4. Set up the equation so that the coefficient of (x) equals zero. Then, find the constant part divided by the coefficient of (x).

Let's apply our newfound knowledge to some examples:

Solve (3-\dfrac{x}{5}=7.)

Firstly, reverse the order of the fraction term and multiply the entire equation by 5: [ 5\left( 3-\frac{x}{5} \right)=5(7)\quad\Rightarrow\quad 15-x,= ,35 ] Next, add (x) to both sides: [ x=20-15 \quad\Rightarrow \quad x=5 ]

### Applications and Real Life Situations

Linear relationships often represent proportions, rates, slopes of lines, and distance-time graphs. For instance:

• A shopkeeper sells apples at Rs.25 per dozen ((12)); if he earns Rs.300 selling them, determine how many dozens were sold. To solve this, we can create a proportion: (\frac{\text{number of apples}}{12}=\frac{Rs300}{25}.)

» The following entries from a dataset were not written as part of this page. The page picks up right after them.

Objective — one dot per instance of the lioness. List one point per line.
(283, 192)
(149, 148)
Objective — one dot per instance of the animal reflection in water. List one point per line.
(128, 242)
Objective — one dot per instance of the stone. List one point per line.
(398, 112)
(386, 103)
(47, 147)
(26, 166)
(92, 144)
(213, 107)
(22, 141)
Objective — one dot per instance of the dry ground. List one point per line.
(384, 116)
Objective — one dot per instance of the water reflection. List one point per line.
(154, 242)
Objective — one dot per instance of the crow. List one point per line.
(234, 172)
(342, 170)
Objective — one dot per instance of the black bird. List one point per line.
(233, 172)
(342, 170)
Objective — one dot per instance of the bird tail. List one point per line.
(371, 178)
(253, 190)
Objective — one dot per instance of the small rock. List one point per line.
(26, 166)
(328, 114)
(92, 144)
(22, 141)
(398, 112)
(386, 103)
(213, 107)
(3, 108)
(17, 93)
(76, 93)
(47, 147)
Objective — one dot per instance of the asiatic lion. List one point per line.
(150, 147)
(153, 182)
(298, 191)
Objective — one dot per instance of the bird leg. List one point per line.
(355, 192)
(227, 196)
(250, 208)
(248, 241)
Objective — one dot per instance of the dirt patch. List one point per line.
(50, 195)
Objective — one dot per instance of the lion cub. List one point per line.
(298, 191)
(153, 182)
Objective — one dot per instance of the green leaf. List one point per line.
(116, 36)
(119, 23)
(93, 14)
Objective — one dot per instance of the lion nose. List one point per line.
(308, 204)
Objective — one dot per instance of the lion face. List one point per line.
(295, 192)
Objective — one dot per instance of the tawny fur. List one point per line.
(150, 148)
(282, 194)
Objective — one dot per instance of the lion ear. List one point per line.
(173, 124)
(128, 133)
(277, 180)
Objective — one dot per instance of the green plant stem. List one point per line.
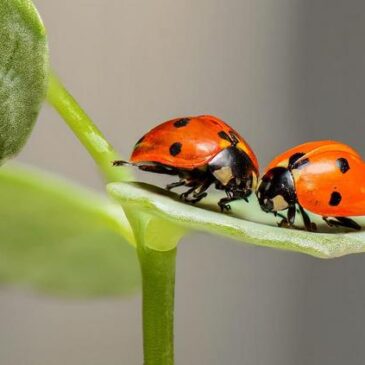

• Determine the time taken to travel 40 km at a speed of 30kmph. To do this, formulate a ratio: [\frac{\text{distance}}{\text{speed}}=\left(\frac{40,\text{km}}{30,\text{kmh}^{-1}}\right)=\left(\frac{4}{3},\text{hour}\right)^{-1}=\left(\frac{3}{4},\text{hour}\right),] which indicates 0.75 hours or (45\ minutes.)

As you progress further into Class 9 math, keep practicing problems related to linear equations; they will help you understand higher level concepts such as quadratic equations, systems of linear equations, and graphical representation of data much easier!

## Description

Explore the one-step and two-step methods for solving linear equations in 9th Grade Mathematics with Punjab School Education Board (PSEB). Learn how to manipulate equations involving whole numbers, fractions, and decimals to find solutions. Apply these techniques to real-life scenarios involving proportions, rates, and distance-time graphs.